BEIJING - Chinese inspectors tracing new cases of contaminated milk have shut dairy firms in the northwest and seized 72 metric tons of milk powder tainted with melamine, an industrial compound that killed at least six children in 2008.

Nearly 100 metric tons of tainted milk powder may still be on shop shelves, the China Daily reported Monday in detailing the closure of a Ningxia firm that sold the product.

A number of cases of melamine in milk have surfaced in the past few months, some of which appear to have come from old batches of contaminated powder that was never destroyed despite a scandal that damaged the reputation of the Chinese dairy industry.

Tiantian Dairy Co Ltd in Ningxia was closed after it was found to have repackaged and sold 170 metric tons of melamine-tainted milk powder that it received as a debt payment, the China Daily said, citing the local government.

The paper did not say where the milk had come from. Last week, three people at a dairy firm in neighboring Shaanxi province were arrested for manufacturing or dealing in products laced with melamine, a compound commonly used in plastics or fertilizer but which can also be added to foods to show high protein levels in tests.
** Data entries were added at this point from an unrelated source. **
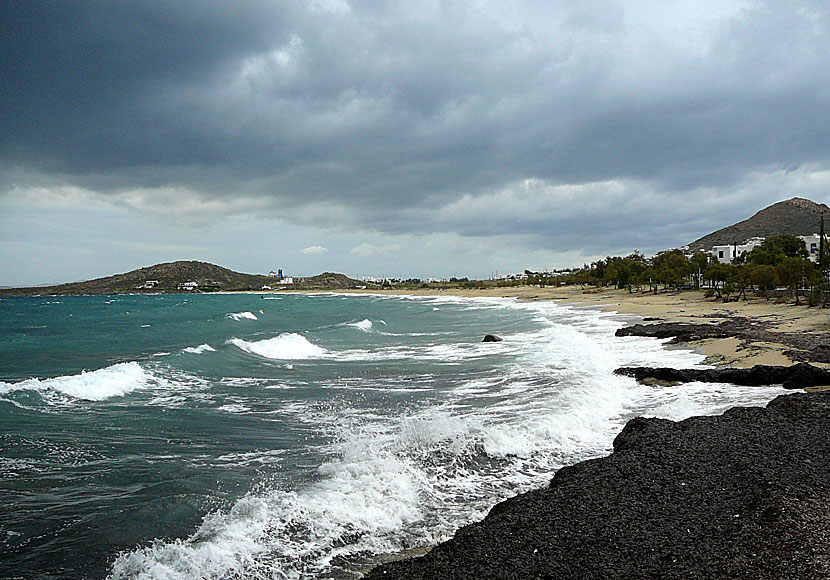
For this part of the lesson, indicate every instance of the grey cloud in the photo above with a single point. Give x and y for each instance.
(396, 111)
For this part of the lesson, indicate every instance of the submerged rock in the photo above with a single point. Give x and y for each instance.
(796, 376)
(742, 495)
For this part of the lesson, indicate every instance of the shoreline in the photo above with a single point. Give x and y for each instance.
(688, 307)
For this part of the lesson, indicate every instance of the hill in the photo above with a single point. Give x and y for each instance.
(796, 216)
(170, 276)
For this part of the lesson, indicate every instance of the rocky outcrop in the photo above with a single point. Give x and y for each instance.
(742, 495)
(796, 376)
(801, 346)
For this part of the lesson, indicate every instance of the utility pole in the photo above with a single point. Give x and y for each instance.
(821, 246)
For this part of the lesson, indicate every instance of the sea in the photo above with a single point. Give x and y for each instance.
(225, 436)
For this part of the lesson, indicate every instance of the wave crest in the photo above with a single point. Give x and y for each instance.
(290, 346)
(242, 316)
(114, 381)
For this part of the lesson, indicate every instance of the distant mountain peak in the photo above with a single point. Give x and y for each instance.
(796, 216)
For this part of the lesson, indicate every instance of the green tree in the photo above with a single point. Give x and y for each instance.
(793, 272)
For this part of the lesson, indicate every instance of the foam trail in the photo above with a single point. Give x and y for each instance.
(364, 325)
(200, 349)
(114, 381)
(242, 316)
(288, 346)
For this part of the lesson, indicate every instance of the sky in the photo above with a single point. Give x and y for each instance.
(402, 138)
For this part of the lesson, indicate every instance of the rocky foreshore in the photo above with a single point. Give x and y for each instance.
(799, 376)
(745, 494)
(800, 346)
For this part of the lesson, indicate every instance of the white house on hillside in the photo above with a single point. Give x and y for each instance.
(813, 245)
(726, 254)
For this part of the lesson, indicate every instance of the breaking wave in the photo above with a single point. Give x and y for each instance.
(199, 349)
(289, 346)
(114, 381)
(247, 315)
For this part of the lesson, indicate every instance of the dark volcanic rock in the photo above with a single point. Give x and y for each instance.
(791, 377)
(742, 495)
(802, 346)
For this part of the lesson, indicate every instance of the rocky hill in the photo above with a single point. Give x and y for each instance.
(796, 216)
(171, 276)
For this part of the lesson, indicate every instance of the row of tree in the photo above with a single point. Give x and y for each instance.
(780, 261)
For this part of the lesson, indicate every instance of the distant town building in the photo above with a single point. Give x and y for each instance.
(813, 244)
(726, 254)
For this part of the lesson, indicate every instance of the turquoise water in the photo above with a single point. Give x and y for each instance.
(271, 436)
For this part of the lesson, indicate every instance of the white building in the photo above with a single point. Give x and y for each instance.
(813, 245)
(726, 254)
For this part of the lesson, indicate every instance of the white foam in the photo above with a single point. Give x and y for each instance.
(242, 316)
(395, 480)
(202, 348)
(114, 381)
(288, 346)
(364, 325)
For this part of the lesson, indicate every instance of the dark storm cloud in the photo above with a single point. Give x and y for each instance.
(390, 113)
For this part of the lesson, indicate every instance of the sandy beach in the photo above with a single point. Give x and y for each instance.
(689, 306)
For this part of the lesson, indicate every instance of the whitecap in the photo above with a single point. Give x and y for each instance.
(364, 325)
(199, 349)
(247, 315)
(114, 381)
(288, 346)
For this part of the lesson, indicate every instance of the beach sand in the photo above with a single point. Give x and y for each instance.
(689, 306)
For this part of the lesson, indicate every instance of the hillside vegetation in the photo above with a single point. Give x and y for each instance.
(796, 216)
(169, 276)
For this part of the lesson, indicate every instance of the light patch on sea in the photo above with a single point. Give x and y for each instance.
(401, 477)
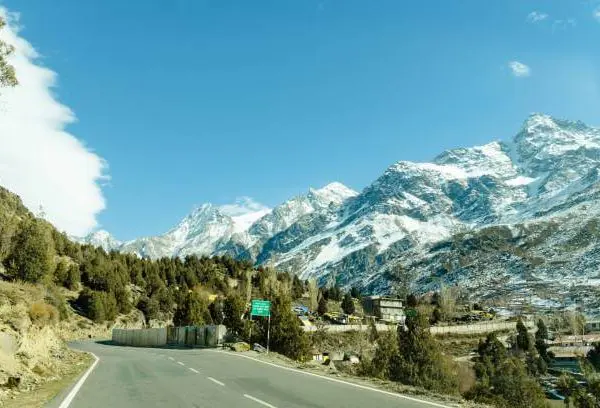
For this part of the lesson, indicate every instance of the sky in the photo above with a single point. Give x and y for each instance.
(131, 113)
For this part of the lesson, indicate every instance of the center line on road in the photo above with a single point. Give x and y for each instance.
(266, 404)
(215, 381)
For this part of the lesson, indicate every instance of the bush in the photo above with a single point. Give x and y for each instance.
(503, 380)
(56, 299)
(348, 304)
(98, 306)
(420, 361)
(192, 311)
(287, 337)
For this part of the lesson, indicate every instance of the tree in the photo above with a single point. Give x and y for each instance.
(446, 301)
(149, 307)
(234, 307)
(503, 380)
(411, 300)
(335, 293)
(313, 294)
(297, 287)
(7, 71)
(348, 304)
(33, 253)
(593, 356)
(287, 337)
(216, 311)
(401, 280)
(420, 361)
(193, 311)
(322, 309)
(541, 335)
(385, 358)
(523, 340)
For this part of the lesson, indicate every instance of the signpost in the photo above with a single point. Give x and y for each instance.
(262, 308)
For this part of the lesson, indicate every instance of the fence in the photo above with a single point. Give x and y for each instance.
(192, 336)
(479, 328)
(140, 337)
(475, 328)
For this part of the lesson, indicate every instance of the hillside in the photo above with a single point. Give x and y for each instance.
(536, 193)
(53, 290)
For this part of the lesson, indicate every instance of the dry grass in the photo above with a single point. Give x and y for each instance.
(43, 314)
(32, 342)
(76, 364)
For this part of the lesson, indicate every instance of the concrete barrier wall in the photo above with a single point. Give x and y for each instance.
(479, 328)
(475, 328)
(140, 337)
(337, 328)
(192, 336)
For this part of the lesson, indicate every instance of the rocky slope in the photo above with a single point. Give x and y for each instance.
(503, 217)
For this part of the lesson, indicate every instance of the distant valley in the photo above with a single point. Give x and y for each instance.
(515, 220)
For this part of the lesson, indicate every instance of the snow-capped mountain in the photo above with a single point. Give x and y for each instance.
(100, 238)
(534, 197)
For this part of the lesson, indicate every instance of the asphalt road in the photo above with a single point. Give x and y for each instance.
(128, 377)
Another dairy firm, Ningxia Panda, was shut because of its ties to Shanghai Panda Dairy Co, which was closed late last year for selling products tainted with melamine.

There have been no reported deaths or illnesses from the latest batches of tainted milk. About 300,000 children sought medical treatment, many with kidney stones, in the 2008 scandal.

China executed two people in November for their role in the 2008 scandal that further sullied the made-in-China brand after a string of health and product-safety scares.